Report says Alberta's supervised consumption sites have 100 per cent success rate reversing overdoses
Alberta’s six supervised consumption sites (SCS) have been used more than 300,000 times since opening in 2016 and no-one has died while doing so, according to a new report from the Alberta Community Council on HIV.
The report says staff has reversed 4,305 overdoses at the six sites, which marks a 100 per cent success rate.
"Supervised consumption services save lives," said Celeste Hayward, the executive director of the ACCH.
And of those who have used an SCS in Alberta, nearly 10,000 people have been referred to addiction and treatment services.
That’s compared to 2,183 people who have died from opioid overdoses in the province since 2016, with the 86 per cent of those involving accidental fentanyl overdoses.
There are six sites in Alberta, three in Edmonton and one each in Calgary, Grande Prairie and Lethbridge.
"The reson they're needed in community is because they're one part of this huge puzzle to address harm reduction," Hayward said.
"Human beings, regardless of what they're doing, are still human and still deserve access to health care services."
The UCP government has frozen funding for three future sites planned in Medicine Hat, Calgary, and Red Deer until a review is completed.
Two other approved sites, one at the Royal Alexandra and the other at Drumheller Federal Correctional facility, were not included in this report.
"This is a complex issue and an emotional one, too," said mental health and addictions associate minister Jason Luan in an interview with CTV News.
Luan expects the report to be completed and presented to the government at the end of 2019.
The report also notes a recent 24 per cent decline in fentanyl-related deaths in the province suggests that harm reduction strategies are working, “and their continued expansion into communities of need is a priority.”
Other findings from the report say men are more likely (77 per cent) to die of an opioid overdose than women, and the average age is 38-years-old.

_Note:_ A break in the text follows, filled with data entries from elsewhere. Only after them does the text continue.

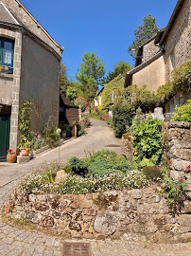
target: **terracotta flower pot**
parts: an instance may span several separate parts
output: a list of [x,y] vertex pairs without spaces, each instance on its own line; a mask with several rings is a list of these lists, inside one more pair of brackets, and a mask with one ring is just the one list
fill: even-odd
[[21,155],[22,156],[28,156],[29,150],[26,149],[21,149]]
[[15,163],[17,159],[17,155],[16,153],[12,153],[12,154],[8,154],[7,155],[7,160],[9,163]]

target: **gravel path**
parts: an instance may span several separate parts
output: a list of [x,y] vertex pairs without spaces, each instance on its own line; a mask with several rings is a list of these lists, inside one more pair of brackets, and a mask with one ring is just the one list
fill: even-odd
[[[107,124],[92,120],[92,126],[87,129],[85,136],[61,146],[60,151],[58,148],[53,149],[26,164],[0,165],[0,205],[12,192],[23,174],[37,168],[44,161],[51,162],[59,160],[60,157],[61,161],[66,161],[71,156],[81,157],[88,151],[106,148],[120,154],[120,146],[121,139],[114,137],[113,130]],[[191,255],[191,243],[156,245],[127,241],[90,241],[90,245],[93,256]],[[62,241],[60,238],[5,224],[0,216],[0,256],[61,256],[61,249]]]

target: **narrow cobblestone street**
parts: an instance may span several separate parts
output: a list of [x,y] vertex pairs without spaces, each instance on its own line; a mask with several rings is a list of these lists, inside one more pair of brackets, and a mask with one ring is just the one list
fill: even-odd
[[[121,140],[113,137],[113,130],[104,122],[92,120],[92,127],[85,136],[74,139],[60,148],[62,161],[71,156],[83,156],[88,151],[110,148],[120,154]],[[47,160],[48,159],[48,160]],[[43,164],[59,159],[59,149],[51,150],[25,165],[0,166],[0,205],[13,192],[20,177]],[[188,256],[191,243],[157,245],[132,241],[88,241],[93,256]],[[57,256],[62,255],[62,242],[60,237],[37,230],[26,230],[26,227],[6,224],[0,218],[0,256]],[[74,255],[75,256],[75,255]]]

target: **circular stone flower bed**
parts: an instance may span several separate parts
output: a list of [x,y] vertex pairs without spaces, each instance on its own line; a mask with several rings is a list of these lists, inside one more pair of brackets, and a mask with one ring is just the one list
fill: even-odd
[[191,186],[183,184],[184,176],[172,180],[157,167],[136,170],[106,150],[27,174],[6,214],[67,238],[188,242]]
[[159,191],[152,185],[78,195],[16,192],[9,214],[64,238],[190,241],[190,209],[173,216]]

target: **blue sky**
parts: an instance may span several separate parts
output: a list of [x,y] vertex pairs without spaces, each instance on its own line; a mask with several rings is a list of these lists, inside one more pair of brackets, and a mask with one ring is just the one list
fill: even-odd
[[64,47],[62,59],[74,77],[85,51],[96,52],[107,72],[118,61],[133,64],[127,49],[133,30],[151,14],[159,28],[169,21],[177,0],[21,0]]

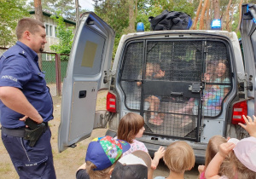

Eighteen per cent of overdose victims were Indigenous, 41 per cent had previously served time in jail, and 83 per cent had a psychiatric condition.
Sixty-six per cent of deaths involved people who were using drugs alone at the time, 86 per cent lived in urban areas and 74 per cent of drugs were obtained illegally.
As part of the provincial review, in-person engagement sessions are planned in each city where a consumption site either already exists or is planned. Calgary's session is from 5-9 p.m. on September 11th and 12th at the BMO Centre.